The Regulatory & Compliance Specialist is responsible for ensuring that all products, processes, documentation, and business operations comply with USFDA, European, and other international regulatory requirements. This role supports product registrations, dossier preparation, audits, labeling compliance, and regulatory strategy for new and existing products of our Private label and Guar Gum business.
Job Highlights
- Hands-on US FDA regulatory experience with strong knowledge of CFR 21
- Manage NDC filings, FDA registrations, and compliance activities
Role & responsibilities
US FDA Submissions & Registrations
- Manage NDC filings for OTC and prescription drug products, including annual renewals
- Handle Drug Establishment Registration and facility compliance under CFR 21
- Manage GDUFA, OMUFA, and MoCRA-related filings and renewals
- Request and maintain FEI and DUNS registrations
Cosmetic & OTC Compliance
- Manage MoCRA cosmetic facility registrations and product listings
- Review and approve artworks and labels as per US FDA and US Cosmetics Act
- Handle cosmetic ingredient listings and labeler code requests
Port & Import Compliance
- Handle FDA shipment holds at US ports and coordinate resolution with customs brokers and FDA
- Respond to FDA queries including IR, DRL, ECD, and CRL
- Manage controlled correspondence and documentation with US FDA
Lifecycle & Ongoing Compliance
- Manage post-approval lifecycle activities including Annual Reports, PADER, CBE-0, CBE-30, and PAS
- Track and file OMUFA and other recurring compliance fees
- Manage WDD and 3PL registrations and renewals
- Submit one-time marketing reports and CDER Direct NextGen Portal reporting
- Handle CMC and labeling-related queries from FDA
- Support medicated animal feed facility registrations where applicable
Systems & Tools
- Work with SPL and eCTD software for regulatory submissions
- Maintain regulatory trackers, documentation, and compliance calendars
Customer & Internal Coordination
- Act as regulatory point of contact for customers and internal stakeholders
- Communicate regulatory status, timelines, and FDA feedback clearly
- Coordinate regulatory inputs during audits, inspections, or customer discussions
Cross-Functional Coordination
- Liaise with QA, Production, R&D, Packaging, & Export teams for regulatory requirements.
- Coordinate with third-party consultants, testing labs, and regulatory agencies as needed.
Compliance & Audit Management
- Ensure compliance with applicable USFDA CFR, EU Regulations, GMP, and quality systems.
- Support internal and external regulatory audits including USFDA inspections, EU audits, and cGMP audits.
- Conduct periodic compliance checks and gap assessments; recommend corrective actions.
NON-NEGOTIABLE REQUIREMENTS
- Hands-on US FDA regulatory experience (not academic-only)
- Strong working knowledge of CFR 21
- Prior exposure to NDC filings, renewals, and FDA correspondence
- Experience handling FDA import holds or live regulatory issues
- Comfort working in a fast-paced, export-driven environment
Preferred candidate profile
- 5-7 years of relevant US FDA regulatory experience
- Strong English communication skills (written and verbal)
- Detail-oriented with strong documentation discipline
- Ability to manage multiple timelines independently.

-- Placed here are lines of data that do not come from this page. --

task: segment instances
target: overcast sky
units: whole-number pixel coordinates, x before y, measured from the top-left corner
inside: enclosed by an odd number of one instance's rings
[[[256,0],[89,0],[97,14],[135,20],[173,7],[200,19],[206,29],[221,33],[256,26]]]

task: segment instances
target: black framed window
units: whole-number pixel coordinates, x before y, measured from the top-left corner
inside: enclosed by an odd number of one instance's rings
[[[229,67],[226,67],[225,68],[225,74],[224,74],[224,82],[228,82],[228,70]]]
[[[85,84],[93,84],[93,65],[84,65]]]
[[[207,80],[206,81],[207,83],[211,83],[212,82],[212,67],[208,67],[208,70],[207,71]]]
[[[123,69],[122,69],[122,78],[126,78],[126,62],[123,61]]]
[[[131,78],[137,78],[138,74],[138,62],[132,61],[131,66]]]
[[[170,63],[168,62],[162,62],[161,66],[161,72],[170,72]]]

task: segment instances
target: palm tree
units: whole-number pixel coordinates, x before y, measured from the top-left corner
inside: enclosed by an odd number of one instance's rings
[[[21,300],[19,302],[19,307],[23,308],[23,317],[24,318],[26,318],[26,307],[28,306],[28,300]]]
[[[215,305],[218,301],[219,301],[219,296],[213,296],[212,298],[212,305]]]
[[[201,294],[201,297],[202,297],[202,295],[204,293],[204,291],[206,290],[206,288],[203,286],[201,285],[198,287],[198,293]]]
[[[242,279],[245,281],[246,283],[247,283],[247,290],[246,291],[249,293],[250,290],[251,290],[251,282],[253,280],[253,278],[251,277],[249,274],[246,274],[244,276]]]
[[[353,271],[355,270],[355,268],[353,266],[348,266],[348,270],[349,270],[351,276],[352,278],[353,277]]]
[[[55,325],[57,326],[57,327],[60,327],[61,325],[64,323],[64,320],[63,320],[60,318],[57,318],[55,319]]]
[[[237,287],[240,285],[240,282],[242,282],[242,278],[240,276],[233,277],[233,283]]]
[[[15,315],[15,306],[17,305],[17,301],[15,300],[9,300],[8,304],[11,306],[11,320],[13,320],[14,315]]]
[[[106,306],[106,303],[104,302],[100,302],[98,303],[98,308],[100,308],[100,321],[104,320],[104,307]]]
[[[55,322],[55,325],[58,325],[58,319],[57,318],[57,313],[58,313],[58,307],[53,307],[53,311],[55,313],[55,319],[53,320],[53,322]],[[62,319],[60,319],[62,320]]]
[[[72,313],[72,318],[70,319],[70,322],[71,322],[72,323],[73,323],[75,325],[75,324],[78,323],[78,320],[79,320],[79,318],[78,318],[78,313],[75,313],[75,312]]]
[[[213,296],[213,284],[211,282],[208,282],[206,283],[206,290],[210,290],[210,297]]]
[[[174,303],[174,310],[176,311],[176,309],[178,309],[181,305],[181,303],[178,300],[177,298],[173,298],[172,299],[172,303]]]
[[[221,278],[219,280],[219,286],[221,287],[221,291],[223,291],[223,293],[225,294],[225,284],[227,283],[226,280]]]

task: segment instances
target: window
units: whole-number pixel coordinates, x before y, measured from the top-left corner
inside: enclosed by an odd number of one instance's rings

Practical, compliance-first mindset
Qualifications & Skills
- Bachelor's or Master's in Pharmacy, Life Sciences, Biotechnology, Chemistry, or related field.
Experience
- 5-6 years of hands-on experience in regulatory affairs and compliance.
- Strong knowledge of USFDA regulations, EU regulatory guidelines, GMP, and global regulatory frameworks.
Technical Skills
- Understanding of USFDA CFR (21 CFR parts relevant to product category).
- Knowledge of EU directives/regulations (MDR, IVDR, REACH, CLP, EU Cosmetics Regulation, etc.).
- Proficiency in preparing regulatory documents and responding to agency queries.
- Familiarity with quality management systems (ISO 13485/ISO 9001/ISO 22716 depending on industry).
Equal Opportunity Employer
As a multi-category organization which caters to a wide range of customers across geographies; we believe a diverse workforce is an essential asset to cater to the business environment we operate in.
As an equal opportunity employer, We at Dabur don't support and accept any kind of discrimination on the ground of colour, race, age, gender, religion, nationality, marital status, sexual orientation, etc. We promote and practice equal opportunities for every member of the Dabur family.